Why are women (mostly) immune to the radical right?

It’s a truth universally acknowledged that a woman in possession of a good brain is rarely in want of a male-dominated, chauvinist, sexist radical right party. Or something along these lines. Austen aside, for most radical right parties in (Western) Europe, the male-to-female ratio in their respective electorates is roughly 2:1. As far as I know, this is more than any other party family has to offer. In this 2015 paper, the authors (none of them of the female persuasion) argue that there are two complementary mechanisms that could account for this finding:

  1. Mediation: men/women hold different attitudes (towards immigration/immigrants)
  2. Moderation: the importance of such attitudes varies by gender

Their main result is that both mechanisms seem to contribute in roughly equal parts to the observable gender differences in far right support.

Harteveld, E., Brug, W. V. D., Dahlberg, S., & Kokkonen, A. (2015).
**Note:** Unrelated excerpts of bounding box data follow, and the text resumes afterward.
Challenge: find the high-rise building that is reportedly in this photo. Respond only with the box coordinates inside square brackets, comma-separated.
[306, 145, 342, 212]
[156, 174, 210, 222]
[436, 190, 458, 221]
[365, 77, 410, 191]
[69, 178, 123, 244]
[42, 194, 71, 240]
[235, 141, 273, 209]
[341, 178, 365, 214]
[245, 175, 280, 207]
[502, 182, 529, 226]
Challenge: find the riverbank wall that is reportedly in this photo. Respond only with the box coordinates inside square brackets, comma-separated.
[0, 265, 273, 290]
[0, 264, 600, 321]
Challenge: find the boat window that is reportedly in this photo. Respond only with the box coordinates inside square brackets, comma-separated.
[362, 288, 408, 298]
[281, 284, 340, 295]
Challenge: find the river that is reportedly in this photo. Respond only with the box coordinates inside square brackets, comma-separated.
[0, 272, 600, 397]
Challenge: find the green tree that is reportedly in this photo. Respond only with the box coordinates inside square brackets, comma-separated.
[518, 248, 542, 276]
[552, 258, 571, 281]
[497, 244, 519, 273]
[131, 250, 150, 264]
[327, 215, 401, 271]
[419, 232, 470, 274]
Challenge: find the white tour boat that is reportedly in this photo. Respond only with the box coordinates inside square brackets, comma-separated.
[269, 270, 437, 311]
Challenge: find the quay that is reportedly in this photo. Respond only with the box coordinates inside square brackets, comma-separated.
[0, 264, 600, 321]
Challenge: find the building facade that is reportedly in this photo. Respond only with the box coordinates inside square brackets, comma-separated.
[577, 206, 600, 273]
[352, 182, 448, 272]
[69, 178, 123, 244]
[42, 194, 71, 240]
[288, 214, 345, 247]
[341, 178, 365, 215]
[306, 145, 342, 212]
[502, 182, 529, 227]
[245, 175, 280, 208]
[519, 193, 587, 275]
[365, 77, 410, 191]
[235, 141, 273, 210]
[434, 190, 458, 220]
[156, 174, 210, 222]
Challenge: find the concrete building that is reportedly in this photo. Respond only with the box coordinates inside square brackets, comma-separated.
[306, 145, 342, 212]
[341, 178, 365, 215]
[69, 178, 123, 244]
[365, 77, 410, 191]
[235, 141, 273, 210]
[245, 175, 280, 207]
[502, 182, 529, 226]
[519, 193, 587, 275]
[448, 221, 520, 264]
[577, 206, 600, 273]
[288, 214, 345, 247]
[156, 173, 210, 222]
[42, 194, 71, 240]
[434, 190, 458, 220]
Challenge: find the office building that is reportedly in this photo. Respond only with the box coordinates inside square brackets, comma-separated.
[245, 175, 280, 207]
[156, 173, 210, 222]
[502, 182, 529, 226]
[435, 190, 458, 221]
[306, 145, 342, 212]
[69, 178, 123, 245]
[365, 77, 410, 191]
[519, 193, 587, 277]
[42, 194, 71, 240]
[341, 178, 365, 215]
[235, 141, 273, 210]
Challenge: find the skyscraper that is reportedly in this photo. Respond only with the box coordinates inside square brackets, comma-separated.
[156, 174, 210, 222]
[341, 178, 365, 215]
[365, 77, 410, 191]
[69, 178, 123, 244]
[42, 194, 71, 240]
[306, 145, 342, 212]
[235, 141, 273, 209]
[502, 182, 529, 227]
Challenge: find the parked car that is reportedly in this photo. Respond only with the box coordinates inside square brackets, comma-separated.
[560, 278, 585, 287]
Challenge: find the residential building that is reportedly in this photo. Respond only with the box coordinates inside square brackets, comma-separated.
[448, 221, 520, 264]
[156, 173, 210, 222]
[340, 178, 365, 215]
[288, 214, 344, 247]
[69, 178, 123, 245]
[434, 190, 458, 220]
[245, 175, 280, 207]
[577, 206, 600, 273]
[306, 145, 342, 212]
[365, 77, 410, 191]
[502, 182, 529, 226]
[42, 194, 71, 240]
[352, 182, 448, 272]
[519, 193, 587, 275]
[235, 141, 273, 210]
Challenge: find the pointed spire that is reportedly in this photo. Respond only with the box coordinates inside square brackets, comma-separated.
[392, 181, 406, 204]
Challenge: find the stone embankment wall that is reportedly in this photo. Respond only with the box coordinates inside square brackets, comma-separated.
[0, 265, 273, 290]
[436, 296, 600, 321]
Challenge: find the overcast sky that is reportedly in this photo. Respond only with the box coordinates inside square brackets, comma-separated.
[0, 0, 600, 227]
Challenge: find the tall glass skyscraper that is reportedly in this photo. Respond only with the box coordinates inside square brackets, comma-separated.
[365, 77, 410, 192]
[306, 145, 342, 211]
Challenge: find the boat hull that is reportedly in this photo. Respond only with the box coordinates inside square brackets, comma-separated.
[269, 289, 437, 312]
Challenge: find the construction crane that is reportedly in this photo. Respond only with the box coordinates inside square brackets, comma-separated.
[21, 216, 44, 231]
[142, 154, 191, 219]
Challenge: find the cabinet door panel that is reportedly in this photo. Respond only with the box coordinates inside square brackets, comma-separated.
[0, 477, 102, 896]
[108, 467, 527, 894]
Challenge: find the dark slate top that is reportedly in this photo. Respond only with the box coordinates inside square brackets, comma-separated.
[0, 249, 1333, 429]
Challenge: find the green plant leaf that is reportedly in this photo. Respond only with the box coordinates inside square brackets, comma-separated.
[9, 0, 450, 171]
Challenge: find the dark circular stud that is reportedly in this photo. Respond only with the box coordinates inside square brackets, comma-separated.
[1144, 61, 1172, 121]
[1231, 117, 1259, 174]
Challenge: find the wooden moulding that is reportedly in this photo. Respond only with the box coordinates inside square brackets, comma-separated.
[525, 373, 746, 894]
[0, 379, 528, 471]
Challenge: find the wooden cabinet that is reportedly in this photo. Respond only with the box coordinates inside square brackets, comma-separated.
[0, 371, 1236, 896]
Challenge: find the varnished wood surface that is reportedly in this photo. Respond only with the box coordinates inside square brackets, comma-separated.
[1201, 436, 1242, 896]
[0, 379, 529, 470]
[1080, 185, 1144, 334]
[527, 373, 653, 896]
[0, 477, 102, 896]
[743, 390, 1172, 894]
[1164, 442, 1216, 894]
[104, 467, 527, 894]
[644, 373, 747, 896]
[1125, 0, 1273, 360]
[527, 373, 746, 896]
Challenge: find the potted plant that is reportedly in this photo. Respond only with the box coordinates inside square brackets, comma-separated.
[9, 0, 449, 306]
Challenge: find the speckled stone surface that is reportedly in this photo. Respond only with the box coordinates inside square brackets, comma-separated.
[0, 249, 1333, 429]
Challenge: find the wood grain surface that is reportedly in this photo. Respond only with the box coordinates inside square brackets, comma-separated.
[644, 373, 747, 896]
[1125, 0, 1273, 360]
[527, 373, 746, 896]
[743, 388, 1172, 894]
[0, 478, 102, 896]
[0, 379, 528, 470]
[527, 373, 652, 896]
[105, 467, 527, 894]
The gender gap in populist radical-right voting: examining the demand side in western and eastern europe. Patterns of Prejudice, 49(1-2), 103–134. http://dx.doi.org/10.1080/0031322X.2015.1024399

What we liked

Students really, really liked the topic of this paper. They were also intrigued that the authors name-checked the social construction of gender, but slightly disappointed that this had very little tangible consequences, as far as the analysis was concerned. Following our reading of Brils, Muis, and Gaidyte (2020), they also appreciated that the authors differentiate between the relatively well-known state of affairs in Western Europe and the potentially very different CEE world. They thought that the idea of moderation-by-gender (and more generally the idea of voter heterogeneity) was quite innovative and said that the authors’ interpretation of their tables was clear and easy to follow.

Picture of Marine Le Pen
Jérémy-Günther-Heinz Jähnick / Lille – Meeting de Marine Le Pen pour l’élection présidentielle, le 26 mars 2017 à Lille Grand Palais (069) / Wikimedia Commons

What we did not like so much

In some (rare) instances, the interpretations were less than lucid. More importantly, a lot of stuff is happening in this paper, which is perhaps too much and results in a somewhat complex structure (where did the perceived left-right distance come from, and what do these findings mean, exactly?). After I have supplied them with industrial quantities of the Brambor-et-al. Kool Aid, my students are also allergic to any statements about the significance or insignificance of terms in interactive models and demand margins plots, fast. And are these really enough countries for multi-level modelling, particularly after splitting the sample?

But by and large, we were quite happy. This is an important topic, and the paper provides bold answers to some of the big questions attached to it.